The equivalent code now looks like the following:

mapper = ParityMapper(num_particles=problem.num_particles)

reduced_op = mapper.map(hamiltonian)

for pauli, coeff in sorted(reduced_op.label_iter()):
    print(f"{coeff.real:+.8f} * {pauli}")

-1.05237325 * II
+0.39793742 * IZ
+0.18093120 * XX
-0.39793742 * ZI
-0.01128010 * ZZ

Z2Symmetries

Finally, the QubitConverter class also supported further reduction of qubit resources by exploiting the Z2Symmetries implemented in the qiskit.opflow module. Although we did extend the deprecated class to also support the updated implementation in the qiskit.quantum_info module (which has the same name: Z2Symmetries), you should now use the new TaperedQubitMapper instead.

In the past, you would have enabled this like so:

mapper = JordanWignerMapper()
converter = QubitConverter(mapper, z2symmetry_reduction="auto")

which would then later use symmetry_sector_locator() to find the symmetry sector of the Hilbert space in which the solution of your problem lies. This was only supported by the ElectronicStructureProblem. Below is a quick example:

tapered_op = converter.convert(
    hamiltonian,
    num_particles=problem.num_particles,
    sector_locator=problem.symmetry_sector_locator,
)

for pauli, coeff in sorted(tapered_op.label_iter()):
    print(f"{coeff.real:+.8f} * {pauli}")

-1.04109314 * I
+0.18093120 * X
-0.79587485 * Z

Now, all you need to do is the use the get_tapered_mapper() method and provide the original mapper which you would like to wrap:

tapered_mapper = problem.get_tapered_mapper(mapper)

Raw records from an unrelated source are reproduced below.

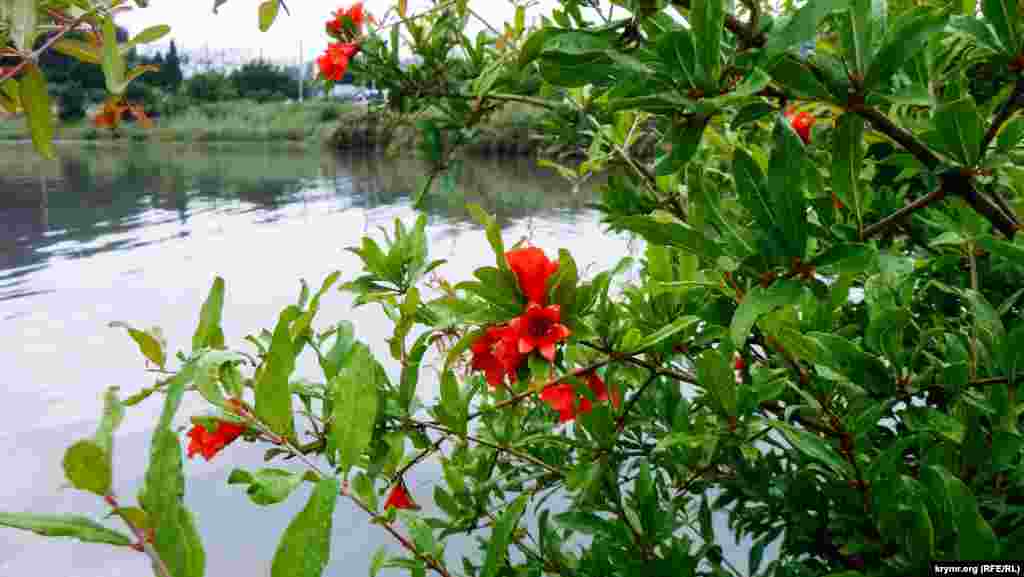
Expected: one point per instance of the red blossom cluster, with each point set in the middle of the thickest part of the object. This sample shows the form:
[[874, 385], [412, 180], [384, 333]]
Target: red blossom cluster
[[345, 29], [208, 443], [399, 498], [802, 123], [501, 351]]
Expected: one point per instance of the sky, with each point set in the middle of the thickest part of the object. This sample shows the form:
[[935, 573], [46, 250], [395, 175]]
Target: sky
[[195, 27]]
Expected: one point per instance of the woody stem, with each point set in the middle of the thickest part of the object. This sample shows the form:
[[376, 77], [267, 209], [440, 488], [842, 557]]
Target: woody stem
[[159, 567]]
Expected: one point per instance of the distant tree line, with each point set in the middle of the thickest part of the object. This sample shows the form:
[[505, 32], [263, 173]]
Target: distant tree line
[[76, 86]]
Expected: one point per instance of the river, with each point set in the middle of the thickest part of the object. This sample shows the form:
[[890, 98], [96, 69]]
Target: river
[[136, 233]]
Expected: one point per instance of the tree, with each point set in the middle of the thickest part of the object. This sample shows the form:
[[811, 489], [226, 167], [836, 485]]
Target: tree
[[822, 341], [172, 74]]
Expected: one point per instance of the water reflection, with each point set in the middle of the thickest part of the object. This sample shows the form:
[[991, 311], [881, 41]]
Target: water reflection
[[136, 234]]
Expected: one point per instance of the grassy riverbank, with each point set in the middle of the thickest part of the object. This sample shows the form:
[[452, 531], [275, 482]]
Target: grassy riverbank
[[338, 125]]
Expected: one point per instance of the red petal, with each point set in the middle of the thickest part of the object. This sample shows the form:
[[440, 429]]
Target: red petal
[[548, 352]]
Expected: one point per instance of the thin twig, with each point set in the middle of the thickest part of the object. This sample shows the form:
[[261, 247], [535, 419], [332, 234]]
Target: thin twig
[[143, 542], [516, 453], [899, 215]]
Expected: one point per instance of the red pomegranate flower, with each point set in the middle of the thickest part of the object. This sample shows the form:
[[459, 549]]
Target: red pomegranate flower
[[802, 123], [540, 328], [531, 269], [497, 355], [209, 444], [399, 498], [354, 12], [334, 63], [562, 398]]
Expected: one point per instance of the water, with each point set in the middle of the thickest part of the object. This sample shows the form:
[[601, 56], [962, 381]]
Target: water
[[137, 234]]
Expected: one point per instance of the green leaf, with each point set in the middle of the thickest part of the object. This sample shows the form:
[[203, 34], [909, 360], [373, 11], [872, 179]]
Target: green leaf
[[803, 26], [151, 34], [267, 13], [114, 63], [36, 101], [209, 317], [716, 374], [273, 398], [848, 157], [148, 344], [24, 18], [80, 50], [411, 369], [708, 21], [685, 138], [1005, 17], [785, 184], [355, 406], [792, 73], [906, 37], [341, 346], [305, 547], [670, 234], [80, 528], [177, 539], [87, 465], [759, 301], [114, 413], [501, 536], [208, 373], [267, 486], [815, 448], [962, 129], [668, 331]]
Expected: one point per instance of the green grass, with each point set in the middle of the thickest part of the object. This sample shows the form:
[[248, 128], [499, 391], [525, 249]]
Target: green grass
[[310, 122]]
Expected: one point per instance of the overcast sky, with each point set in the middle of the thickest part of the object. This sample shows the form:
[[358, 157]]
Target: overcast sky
[[235, 26]]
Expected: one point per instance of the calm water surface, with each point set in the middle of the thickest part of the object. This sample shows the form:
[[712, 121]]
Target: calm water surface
[[136, 234]]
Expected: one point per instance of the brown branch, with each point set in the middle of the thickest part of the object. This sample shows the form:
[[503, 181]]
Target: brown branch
[[159, 567], [899, 215], [1007, 111], [515, 453], [529, 392]]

tapered_op = tapered_mapper.map(hamiltonian)

for pauli, coeff in sorted(tapered_op.label_iter()):
    print(f"{coeff.real:+.8f} * {pauli}")

-1.04109314 * I
+0.18093120 * X
-0.79587485 * Z

If you were not using the automatic symmetry detection but instead provided a custom symmetry sector, you can construct your TaperedQubitMapper instance directly. Be sure to check out its documentation for more details.